Milford Wolpoff, anthropologist at the University of Michigan, is the most outspoken proponent of multiregionalism.

“We’re all one species,” he says. Wolpoff dismisses the lice study — and anything else that challenges multiculturalism — as “sloppy thinking.”

“Some anthropologists will not accept the validity of genetic analysis at all,” says Chris Stringer, a researcher at the Natural History Museum in London who studies early man. “Others will question the analysis because their preconceived ideas are being challenged.”

BEDBUGS AND BEYOND

Reed wants to keep on challenging. He says the results of the head lice study are so intriguing that he plans on chasing down other parasites, from pinworms to bedbugs, to see what secrets they can share.

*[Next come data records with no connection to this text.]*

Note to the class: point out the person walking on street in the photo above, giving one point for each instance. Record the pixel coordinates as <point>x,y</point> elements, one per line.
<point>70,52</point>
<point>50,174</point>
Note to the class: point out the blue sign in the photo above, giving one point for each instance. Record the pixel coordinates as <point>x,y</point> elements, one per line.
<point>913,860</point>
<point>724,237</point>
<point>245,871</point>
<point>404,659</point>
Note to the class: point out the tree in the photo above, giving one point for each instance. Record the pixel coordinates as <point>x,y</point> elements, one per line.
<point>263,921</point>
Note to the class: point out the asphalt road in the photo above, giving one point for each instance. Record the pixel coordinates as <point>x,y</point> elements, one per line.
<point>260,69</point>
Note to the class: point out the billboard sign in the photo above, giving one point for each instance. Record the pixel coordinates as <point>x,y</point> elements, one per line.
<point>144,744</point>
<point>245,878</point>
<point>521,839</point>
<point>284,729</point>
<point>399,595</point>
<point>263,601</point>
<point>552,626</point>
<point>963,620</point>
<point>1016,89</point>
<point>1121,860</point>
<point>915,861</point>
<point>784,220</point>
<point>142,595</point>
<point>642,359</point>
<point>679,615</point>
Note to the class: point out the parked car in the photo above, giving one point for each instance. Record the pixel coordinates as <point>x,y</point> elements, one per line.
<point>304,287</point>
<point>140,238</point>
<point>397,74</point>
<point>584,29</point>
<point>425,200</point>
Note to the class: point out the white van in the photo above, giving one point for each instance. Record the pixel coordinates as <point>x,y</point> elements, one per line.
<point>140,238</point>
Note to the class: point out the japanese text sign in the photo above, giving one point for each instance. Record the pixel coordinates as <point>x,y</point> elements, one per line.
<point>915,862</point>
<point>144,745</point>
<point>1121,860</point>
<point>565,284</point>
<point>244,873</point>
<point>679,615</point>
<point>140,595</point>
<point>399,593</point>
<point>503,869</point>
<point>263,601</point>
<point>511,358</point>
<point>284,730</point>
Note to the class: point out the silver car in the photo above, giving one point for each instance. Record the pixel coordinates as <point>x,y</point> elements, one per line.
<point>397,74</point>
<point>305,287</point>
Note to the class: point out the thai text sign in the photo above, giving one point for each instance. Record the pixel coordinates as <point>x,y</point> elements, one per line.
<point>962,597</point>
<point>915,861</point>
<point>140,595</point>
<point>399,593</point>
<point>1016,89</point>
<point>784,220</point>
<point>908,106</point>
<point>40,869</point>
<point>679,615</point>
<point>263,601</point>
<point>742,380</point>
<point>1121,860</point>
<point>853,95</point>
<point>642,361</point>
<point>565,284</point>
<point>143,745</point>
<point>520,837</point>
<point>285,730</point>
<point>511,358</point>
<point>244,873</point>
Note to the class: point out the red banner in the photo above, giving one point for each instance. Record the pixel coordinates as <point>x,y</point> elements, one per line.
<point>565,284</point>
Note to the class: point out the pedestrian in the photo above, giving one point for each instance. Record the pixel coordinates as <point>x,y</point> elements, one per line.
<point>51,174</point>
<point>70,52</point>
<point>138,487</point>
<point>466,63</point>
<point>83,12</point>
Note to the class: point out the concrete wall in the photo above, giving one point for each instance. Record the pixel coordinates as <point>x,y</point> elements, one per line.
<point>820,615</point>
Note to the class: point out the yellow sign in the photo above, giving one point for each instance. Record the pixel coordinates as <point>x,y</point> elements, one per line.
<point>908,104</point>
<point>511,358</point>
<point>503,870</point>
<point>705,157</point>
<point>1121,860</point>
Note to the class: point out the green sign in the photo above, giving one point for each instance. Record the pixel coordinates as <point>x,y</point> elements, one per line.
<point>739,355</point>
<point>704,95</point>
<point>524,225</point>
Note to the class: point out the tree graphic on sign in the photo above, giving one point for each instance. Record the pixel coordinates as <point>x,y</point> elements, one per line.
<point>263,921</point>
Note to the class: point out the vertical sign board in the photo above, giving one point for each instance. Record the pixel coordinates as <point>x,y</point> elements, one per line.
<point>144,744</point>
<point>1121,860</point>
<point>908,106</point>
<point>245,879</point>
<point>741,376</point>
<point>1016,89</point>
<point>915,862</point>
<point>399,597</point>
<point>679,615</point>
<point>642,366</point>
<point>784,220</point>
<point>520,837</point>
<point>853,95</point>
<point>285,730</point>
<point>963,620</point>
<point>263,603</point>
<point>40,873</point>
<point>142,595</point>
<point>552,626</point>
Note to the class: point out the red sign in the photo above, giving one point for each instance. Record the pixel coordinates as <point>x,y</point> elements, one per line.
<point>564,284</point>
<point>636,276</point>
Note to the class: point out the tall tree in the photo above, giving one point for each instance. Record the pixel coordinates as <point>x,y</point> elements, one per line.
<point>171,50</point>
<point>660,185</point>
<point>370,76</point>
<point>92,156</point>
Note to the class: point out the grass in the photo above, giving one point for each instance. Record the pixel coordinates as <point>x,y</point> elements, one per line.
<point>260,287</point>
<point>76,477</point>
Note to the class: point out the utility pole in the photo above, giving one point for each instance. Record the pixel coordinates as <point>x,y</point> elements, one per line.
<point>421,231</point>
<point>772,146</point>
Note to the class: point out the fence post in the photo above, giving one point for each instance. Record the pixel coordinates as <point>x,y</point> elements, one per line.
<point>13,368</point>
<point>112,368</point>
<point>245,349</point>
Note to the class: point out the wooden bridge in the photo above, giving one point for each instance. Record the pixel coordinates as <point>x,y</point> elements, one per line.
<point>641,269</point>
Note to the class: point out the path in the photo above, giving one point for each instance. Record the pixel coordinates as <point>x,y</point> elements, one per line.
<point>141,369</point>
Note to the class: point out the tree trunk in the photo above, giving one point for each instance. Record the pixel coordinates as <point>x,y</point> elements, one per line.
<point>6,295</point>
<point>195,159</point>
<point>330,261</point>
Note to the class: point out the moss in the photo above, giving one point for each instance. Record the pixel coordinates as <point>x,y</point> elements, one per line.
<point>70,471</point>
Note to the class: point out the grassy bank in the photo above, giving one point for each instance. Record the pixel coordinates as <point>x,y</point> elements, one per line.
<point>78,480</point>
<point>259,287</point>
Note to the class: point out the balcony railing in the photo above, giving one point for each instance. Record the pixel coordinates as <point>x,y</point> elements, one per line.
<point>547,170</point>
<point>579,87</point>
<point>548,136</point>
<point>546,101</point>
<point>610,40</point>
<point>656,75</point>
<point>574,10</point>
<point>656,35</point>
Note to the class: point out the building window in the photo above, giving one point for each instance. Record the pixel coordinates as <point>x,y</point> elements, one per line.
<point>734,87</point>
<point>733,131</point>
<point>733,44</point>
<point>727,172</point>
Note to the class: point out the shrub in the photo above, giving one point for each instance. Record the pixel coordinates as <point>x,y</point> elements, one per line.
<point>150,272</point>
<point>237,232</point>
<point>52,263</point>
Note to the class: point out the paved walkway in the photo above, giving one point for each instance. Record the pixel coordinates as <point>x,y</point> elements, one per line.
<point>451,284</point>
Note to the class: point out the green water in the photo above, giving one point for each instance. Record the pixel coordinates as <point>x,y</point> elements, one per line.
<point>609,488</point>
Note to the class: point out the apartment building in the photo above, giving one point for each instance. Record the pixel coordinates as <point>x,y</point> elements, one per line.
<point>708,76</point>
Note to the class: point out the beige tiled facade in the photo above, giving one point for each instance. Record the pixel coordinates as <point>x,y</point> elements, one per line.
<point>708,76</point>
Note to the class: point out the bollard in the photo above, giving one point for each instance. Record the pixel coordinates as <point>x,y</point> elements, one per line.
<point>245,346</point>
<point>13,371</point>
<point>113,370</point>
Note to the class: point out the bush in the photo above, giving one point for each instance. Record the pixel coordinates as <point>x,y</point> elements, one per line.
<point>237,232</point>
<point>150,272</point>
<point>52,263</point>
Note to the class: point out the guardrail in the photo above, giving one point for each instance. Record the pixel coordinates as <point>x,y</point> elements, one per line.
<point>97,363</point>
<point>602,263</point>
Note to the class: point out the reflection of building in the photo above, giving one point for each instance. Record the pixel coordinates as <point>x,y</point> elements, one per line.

Other researchers have used genetic analysis of tapeworms and body lice to determine when humans began eating meat and first wore clothing.

Reed’s next study may be an analysis of the DNA of pubic lice to see if he can help to answer that question about whether Homo sapiens interbred with other human species.

He also envisions another study of head lice from both sides of the Bering Strait, to see if he can pinpoint exactly when humans migrated into North America.

And he may probe further into the evolutionary past. We descended from a hairy species. Wherever our ancestors traveled, they sprinkled their little friends, like bread crumbs along a trail through time and space.

“There are just so many things we can learn from these parasites,” says Reed. “They match up to our evolution, going all the way back to our earliest ancestors. You can see where we split off from chimps. You can see where we split off, even further back, from the old world monkeys.”

His research has captured the public imagination enough that Reed is often asked to give talks about it.

At first, he says, he can gaze out at the audience and tell by the looks on the faces that most of his listeners are put off by the notion of examining blood-sucking creatures.

Gradually, though, they leave their queasiness behind, and become lost in the subject.

Reed knows what comes next. He has grown accustomed to seeing the same phenomenon, time after time: One by one, row by row, the hands rise up as they slowly, thoughtfully, begin to scratch their heads.